Children’s Car Seats
With these being an essential safety feature being required by law, you would be forgiven for thinking they would be tax exempt. However, they are in fact subject to a reduced rate of 5% VAT. This applies to items like safety seats, booster seats, booster cushions and carrycots with restraint straps that may be part of a travel system.
Frozen foods are zero-rated, but ice cream, ice lollies, sorbets, etc., are standard rated! The HMRC explains this by saying that this is because they are designed to be eaten whilst frozen. Only foods that have to be cooked or fully thawed before being consumed can fall under the zero-rated category.
Cold takeaway foods and drinks are zero-rated, but hot takeaway food and drinks are classed as standard rated.
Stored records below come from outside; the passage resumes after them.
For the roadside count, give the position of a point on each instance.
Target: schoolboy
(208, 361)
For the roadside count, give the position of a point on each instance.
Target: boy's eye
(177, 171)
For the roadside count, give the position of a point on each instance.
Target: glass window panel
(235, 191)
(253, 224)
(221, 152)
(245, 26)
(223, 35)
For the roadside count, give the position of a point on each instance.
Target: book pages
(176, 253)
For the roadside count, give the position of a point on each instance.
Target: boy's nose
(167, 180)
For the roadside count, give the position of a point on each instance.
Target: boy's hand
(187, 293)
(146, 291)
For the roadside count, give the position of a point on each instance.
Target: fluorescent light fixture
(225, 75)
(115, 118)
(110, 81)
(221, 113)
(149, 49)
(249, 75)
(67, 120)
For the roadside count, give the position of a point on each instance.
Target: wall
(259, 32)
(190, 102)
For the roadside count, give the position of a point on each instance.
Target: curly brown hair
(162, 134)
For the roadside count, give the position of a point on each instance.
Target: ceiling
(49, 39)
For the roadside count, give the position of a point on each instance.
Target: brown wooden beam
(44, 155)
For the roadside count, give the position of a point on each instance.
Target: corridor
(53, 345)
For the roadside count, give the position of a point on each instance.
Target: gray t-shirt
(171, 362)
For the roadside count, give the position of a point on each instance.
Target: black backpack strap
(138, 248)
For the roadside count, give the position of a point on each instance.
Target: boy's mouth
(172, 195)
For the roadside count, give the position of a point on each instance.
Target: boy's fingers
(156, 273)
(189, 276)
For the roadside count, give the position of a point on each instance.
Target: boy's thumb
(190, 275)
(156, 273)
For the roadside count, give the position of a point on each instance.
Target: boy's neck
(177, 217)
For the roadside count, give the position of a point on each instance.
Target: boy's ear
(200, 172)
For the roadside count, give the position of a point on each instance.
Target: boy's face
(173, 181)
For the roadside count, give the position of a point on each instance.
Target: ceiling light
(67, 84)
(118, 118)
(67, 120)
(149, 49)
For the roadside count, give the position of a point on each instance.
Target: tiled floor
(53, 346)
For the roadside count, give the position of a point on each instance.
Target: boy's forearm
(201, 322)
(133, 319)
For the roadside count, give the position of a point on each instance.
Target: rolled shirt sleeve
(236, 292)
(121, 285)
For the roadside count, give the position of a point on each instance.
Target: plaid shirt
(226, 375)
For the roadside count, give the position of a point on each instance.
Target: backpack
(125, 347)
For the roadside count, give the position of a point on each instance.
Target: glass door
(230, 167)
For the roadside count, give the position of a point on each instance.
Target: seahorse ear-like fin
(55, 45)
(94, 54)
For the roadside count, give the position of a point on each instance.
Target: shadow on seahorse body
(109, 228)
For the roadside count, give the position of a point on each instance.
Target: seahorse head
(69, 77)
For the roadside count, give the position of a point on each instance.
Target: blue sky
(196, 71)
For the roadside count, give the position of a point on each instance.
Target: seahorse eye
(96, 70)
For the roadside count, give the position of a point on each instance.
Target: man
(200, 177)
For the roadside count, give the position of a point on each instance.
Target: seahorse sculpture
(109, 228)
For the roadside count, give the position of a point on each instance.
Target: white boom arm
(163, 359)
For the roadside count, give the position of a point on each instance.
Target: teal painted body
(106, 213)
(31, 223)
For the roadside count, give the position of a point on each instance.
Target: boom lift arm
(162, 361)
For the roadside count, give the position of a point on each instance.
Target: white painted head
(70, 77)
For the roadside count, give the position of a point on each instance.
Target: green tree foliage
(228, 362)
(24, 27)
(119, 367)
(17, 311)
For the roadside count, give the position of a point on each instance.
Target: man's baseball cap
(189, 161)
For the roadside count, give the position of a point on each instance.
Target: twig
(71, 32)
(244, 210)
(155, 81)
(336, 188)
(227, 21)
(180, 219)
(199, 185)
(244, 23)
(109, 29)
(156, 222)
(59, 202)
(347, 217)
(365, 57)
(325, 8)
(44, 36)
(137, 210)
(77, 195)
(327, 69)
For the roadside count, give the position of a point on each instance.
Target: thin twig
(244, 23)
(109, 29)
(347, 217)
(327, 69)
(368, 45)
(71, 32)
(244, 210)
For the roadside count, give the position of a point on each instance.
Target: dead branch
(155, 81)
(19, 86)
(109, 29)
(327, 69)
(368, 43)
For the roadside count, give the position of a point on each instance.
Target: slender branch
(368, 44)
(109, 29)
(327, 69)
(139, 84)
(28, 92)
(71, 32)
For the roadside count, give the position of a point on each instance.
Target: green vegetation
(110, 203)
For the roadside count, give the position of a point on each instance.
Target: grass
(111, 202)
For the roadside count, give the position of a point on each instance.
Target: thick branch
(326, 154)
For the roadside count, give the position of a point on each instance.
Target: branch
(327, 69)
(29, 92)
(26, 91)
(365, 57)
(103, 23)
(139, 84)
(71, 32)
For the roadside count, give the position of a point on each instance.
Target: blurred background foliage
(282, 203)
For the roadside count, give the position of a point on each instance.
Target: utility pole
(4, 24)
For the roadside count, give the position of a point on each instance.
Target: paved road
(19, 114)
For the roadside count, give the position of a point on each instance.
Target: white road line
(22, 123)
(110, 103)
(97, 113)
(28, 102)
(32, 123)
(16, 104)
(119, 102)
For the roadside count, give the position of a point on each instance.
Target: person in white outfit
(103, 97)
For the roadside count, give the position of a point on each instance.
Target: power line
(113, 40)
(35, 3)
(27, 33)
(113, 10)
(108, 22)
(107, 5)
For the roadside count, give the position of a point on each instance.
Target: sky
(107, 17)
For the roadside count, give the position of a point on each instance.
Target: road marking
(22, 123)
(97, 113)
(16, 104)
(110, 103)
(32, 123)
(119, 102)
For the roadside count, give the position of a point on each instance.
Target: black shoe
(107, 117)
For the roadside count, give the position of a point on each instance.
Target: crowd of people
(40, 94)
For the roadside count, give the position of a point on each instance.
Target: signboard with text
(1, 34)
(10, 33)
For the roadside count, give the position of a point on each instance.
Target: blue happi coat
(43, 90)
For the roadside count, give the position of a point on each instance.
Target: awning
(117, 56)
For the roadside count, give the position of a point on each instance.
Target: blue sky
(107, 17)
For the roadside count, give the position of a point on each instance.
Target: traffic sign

Hot takeaways have VAT applied if the food is hot at the time it is provided and one or more of the following tests are satisfied:
- It has been heated for the purposes of enabling it to be consumed hot
- It has been heated to order
- It has been kept hot after heating
- It is served to the customer in packaging that retains heat or has been specifically designed for hot food
- It is advertised / marketed in a way that indicates that it is supplied hot
So warm sausage rolls that have been cooked and are in the process of cooling down are zero-rated, but a toasted sandwich would be standard rated. Confused yet?
The best of the rest:
- Goods that are stolen from a shop are notsubject to VAT, but stolen cash is…
- Sales of counterfeit goods aresubject to VAT, but counterfeit cash isn’t…
- Orange squash and poodle food are classed as ‘luxuries’ and are standard rated, but caviar and Labrador food aren’t and so are zero-rated!
- Ferrets are considered pets under VAT ruling, but rabbits are not
- Physical publications, newspapers, books, magazines, etc. are exempt from VAT – but eBooks aren’t
- Potato snacks are subject to standard rated VAT, but maize and corn-based alternatives are not!
- Nuts sold with their shells on, like pistachios, are zero-rated. However, once they have been de-shelled, they are subject to the standard rate of VAT!